Sontak para sahabat pun saling bertatapan. Menunggu keputusan siapa yang akan berbicara pada raja. Dan akhirnya Jafar bin Abu Talib pun memberanikan diri berbicara kepada raja yang mulia itu.
“Wahai raja yang mulia, ketahuilah olehmu bahwa kami adalah orang-orang yang jahil sebelum mengenal agama ini. Kami telah melakukan semua keburukan sebelum ini. Kami menyembah patung, saling membunuh, berzina, merampok, memutus hubungan persaudaraan dan menyakiti siapa pun. Bahkan orang yang lemah sekalipun. Namun, semua itu berubah saat agama ini datang melalui seseorang dari jenis kami sendiri. Di situlah, kami berubah dan melihat kebaikan. Ia pun mengenalkan kami tentang ketauhidan. Hingga kami menyembah sesuatu yang benar. Bukan lagi patung-patung yang kami pahat sendiri. Ia pula mengajarkan kami sebuah kebenaran dan kejujuran. Menyuruh kami menyambung tali silaturahmi. Melarang kami saling membunuh, berzina, dan segala hal buruk lainnya. Sungguh itu dilarangnya.” terang Jafar sontak membuat istana sejenak menjadi redup.
Jafar melihat sekeliling lalu kembali melanjutkan perkataannya yang belum selesai.
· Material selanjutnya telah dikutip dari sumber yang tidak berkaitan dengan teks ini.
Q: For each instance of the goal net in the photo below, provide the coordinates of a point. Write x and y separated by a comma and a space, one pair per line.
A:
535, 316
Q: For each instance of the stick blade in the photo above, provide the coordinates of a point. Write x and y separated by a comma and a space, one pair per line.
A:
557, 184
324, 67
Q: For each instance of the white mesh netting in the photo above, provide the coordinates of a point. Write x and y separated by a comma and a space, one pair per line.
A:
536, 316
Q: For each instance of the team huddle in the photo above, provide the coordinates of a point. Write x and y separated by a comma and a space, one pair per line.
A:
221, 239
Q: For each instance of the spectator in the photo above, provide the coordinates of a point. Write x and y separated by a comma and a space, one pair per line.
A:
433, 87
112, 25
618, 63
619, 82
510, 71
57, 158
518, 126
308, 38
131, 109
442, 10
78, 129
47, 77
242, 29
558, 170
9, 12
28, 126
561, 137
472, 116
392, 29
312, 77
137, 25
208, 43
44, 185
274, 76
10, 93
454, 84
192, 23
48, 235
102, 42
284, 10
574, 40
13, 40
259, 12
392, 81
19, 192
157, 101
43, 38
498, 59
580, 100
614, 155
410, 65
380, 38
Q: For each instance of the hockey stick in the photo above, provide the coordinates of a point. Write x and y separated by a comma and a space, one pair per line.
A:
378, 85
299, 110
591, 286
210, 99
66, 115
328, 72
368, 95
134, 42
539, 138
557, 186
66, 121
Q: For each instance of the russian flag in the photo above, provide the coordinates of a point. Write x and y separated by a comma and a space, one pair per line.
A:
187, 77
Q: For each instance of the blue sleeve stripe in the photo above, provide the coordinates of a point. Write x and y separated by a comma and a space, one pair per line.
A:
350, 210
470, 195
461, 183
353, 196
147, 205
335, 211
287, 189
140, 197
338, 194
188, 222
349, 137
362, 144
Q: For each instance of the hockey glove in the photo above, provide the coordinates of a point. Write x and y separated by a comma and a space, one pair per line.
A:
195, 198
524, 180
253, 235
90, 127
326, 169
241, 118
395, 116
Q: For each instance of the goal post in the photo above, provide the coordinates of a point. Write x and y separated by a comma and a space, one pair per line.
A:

“Wahai raja yang mulia, sungguh ia adalah Rasul yang kami telah benarkan ucapannya dan meyakini apa yang telah dibawanya. Yakni, beriman kepada Allah Swt. hanya kepada-Nya kami beribadah. Dan hanya kepada-Nya kelak kami akan kembali. Maka bersamaan dengan hal itu, kami pun mengharamkan apa yang sudah diharamkan agama ini. Dan membenarkan apa yang dibenarkan dalam agama ini. Dan setelah itu, karena kami mulai berbeda dari kebiasaan kebanyakan kaum kami di masa jahiliah. Mulailah kami dibenci, diteror, dan diancam. Bahkan ruang gerak kami menjadi diperkecil. Segala persekusi pun kami alami. Hingga mereka dengan berani ingin memisahkan kami dari agama kami. Itulah mengapa, wahai yang mulia, kami melarikan diri ke negerimu, mencari tempat aman di sini. Dengan harapan engkau tak menyiksa kami sebagaimana kami di negeri asal kami.”
Raja Najasyi pun segera menimpali. “Tunjukkan padaku, engkau punya bukti apa dari sisi Allah?”
“Ada! Tentu kami memiliki bukti itu.” sambut Jafar.
“Katakanlah padaku, segera!” pinta sang raja tak mau berlama-lama.
Orang-orang pun saling bertatapan. Arruna yang di luar pun memasang gendang telinganya dalam-dalam. Entahlah, kini jantungnya semakin cepat memompa darah. Hingga debaran itu tiada henti ia rasakan.
Jafar pun membacakan permulaan surah Mariyam.
"Dengan menyebut nama Allah Yang Maha Pengasih lagi Maha Penyayang. Kitab ini bercerita tentang Mariam bagaimana dia diasingkan dari keluarganya ke timur. Dan Malaikat Jibril dikirim Allah untuknya. Dan mengatakan 'Aku adalah utusan dari Tuhanmu.' Mariam pun bertanya, 'Bagaimana aku memiliki seorang anak sedang tak ada seorang pun lelaki yang menyentuhku?' Jibril lantas menjawab dengan firman Allah Swt. 'Itu amat mudah. Kami akan menjadikan dia tanda bagi manusia. Sekaligus rahmat bagi Kami."
Maka sang raja pun terdiam.
Sama dengan Arruna yang juga terpatung dengan linangan air mata tiada henti.
Ia teringat mimpinya. Sungguh, ia pun meyakini akan hadirnya sang nabi terakhir. Sebagaimana cerita pemuka rahib di gereja-gereja. Hanya, ke mana ia harus mencari kebenaran itu.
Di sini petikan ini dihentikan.